The moral of the story: "waste not, want not."
If you don't waste, the way I don't waste, you can complain as much as you like about eating food off the floor and, in the eternally echoing words of Bob Dylan, "scrounging for your next meal." Now I'm off to search for a snack under the couch cushions.
8 Comments:
Welcome to Western Civilization.
"Back in Soviet Russia", (I love writing sentences that start with that. It automatically catches everyone's attention and makes whatever follows it seem automatically cool and profound. Like - WOW this guy is gonna bring us unique and kooky experiences from behind the Iron Curtain. You know - that place where things do you, and you have to dodge giant tetris blocks falling on you - tossed from the sky by the Party Leadership. Where you own everything and nothing at the exact same time. The land of beatiful paradoxes. And it's usually true. But I clearly digress.)
Back in Soviet Russia, if any food gets WITHIN a month of the expiry date, it's time to toss it no matter how little food you got. Starvation is a painful thing but what's the use of eating anything if you're gonna just throw it all up anyway and get salmonella to boot. This applies to everything. Eat things as fresh as possible, and cook the shit out of everything else. When I came to Canada for the first time, I always ate steak WELL DONE. My parents still do. They want it burnt to a crisp. It took me almost a decade to go all the way down to Blue Rare, and now I know just how delicious animal blood really is. Russia has changed in many ways but if I was a betting man, I'd still put money down that unless you buy food at ridiculously over-priced stores catering to the new Russian oil billionaires, you STILL need to be more careful with food than you would be with radioactive plutonium rods.
Not so in the West. A day overdue? A Month? Even a YEAR (i've eaten food that past overdue). MOST of the time you'll be just fine. Expired food is a-okay. It's an excellent feature of living in democratic capitalism. They should put it in the brochure.
I'm so proud!
Also, any of my friends you haven't met will instantly ask you if you're related to me if you ever meet them, I'm sure, as long as there's the averted potential for food wasteage(sp?).

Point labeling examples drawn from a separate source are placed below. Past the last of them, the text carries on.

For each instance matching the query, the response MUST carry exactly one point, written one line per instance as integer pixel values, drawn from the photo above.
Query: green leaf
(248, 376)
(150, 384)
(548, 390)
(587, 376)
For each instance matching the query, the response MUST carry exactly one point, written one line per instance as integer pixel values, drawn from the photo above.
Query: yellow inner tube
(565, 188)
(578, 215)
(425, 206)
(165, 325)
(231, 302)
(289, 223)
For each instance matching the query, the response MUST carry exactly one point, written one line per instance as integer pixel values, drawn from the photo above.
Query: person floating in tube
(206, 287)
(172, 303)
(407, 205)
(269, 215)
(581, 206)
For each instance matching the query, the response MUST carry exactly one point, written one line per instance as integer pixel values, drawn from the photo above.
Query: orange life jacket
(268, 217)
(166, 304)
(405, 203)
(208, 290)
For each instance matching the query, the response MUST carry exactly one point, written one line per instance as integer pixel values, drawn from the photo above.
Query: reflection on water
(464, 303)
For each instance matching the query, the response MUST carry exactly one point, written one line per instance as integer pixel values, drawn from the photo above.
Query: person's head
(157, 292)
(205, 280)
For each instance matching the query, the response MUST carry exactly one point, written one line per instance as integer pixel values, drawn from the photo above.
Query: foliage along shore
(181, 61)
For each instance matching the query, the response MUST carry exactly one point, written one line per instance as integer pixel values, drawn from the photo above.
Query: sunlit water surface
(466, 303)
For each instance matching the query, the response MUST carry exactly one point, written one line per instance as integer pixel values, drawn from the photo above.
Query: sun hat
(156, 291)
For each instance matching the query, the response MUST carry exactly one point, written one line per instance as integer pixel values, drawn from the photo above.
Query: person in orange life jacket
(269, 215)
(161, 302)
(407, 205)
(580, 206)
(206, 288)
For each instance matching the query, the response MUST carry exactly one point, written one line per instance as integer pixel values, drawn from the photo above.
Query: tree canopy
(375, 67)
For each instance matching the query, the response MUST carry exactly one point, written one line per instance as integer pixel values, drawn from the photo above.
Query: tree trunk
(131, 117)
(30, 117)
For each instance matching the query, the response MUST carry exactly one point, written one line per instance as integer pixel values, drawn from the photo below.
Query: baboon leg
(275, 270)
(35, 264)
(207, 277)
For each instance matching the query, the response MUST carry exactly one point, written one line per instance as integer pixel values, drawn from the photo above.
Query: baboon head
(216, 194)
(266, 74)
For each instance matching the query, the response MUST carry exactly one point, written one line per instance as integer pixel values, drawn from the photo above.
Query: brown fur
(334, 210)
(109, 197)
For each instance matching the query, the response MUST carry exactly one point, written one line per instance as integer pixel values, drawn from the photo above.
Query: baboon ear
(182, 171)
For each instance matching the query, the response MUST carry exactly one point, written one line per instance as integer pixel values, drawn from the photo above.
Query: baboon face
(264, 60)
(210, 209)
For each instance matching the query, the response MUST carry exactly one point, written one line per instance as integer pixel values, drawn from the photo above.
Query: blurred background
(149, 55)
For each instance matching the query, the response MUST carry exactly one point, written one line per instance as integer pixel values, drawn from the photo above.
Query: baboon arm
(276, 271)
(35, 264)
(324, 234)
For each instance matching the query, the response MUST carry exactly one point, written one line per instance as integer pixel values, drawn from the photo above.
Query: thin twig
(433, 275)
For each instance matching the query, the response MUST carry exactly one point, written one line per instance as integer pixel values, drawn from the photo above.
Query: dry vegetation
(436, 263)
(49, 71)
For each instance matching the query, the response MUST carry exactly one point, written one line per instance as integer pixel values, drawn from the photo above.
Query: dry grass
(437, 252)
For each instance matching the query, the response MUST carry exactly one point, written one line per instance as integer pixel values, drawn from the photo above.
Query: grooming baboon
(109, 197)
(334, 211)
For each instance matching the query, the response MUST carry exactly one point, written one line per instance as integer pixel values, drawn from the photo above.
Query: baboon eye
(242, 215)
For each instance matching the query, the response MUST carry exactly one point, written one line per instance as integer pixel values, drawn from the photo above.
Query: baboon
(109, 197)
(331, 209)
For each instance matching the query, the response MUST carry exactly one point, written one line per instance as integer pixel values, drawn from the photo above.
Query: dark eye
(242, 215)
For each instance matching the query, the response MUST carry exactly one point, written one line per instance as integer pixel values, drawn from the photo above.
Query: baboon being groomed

so this is what you're doing when you really ought to be studying...
hey chris, yeah I did write it, and thanks :) I have mr holowka (peter holowka...) as an english teacher and I've already sent it in, but mom said he wouldn't know the difference lolz
love you lots! awesome photos! I like the one where you're smiling after eating the chips or w,e hehe, you're handsome in it, and you look sooo much older! gurr...
I miss you!
mmm delicious old food. Excellent choice of dining!
You know, the only thing that bothered me was the milk. I mean, was the milk refrigerated?!?!
DC
How many hours did you spend in the washroom? lol
Uh... the normal time? I may not have made it clear, but I felt no ill effects from eating some old food. Old snack food doesn't give you food poisoning, rotten meat and other such things do.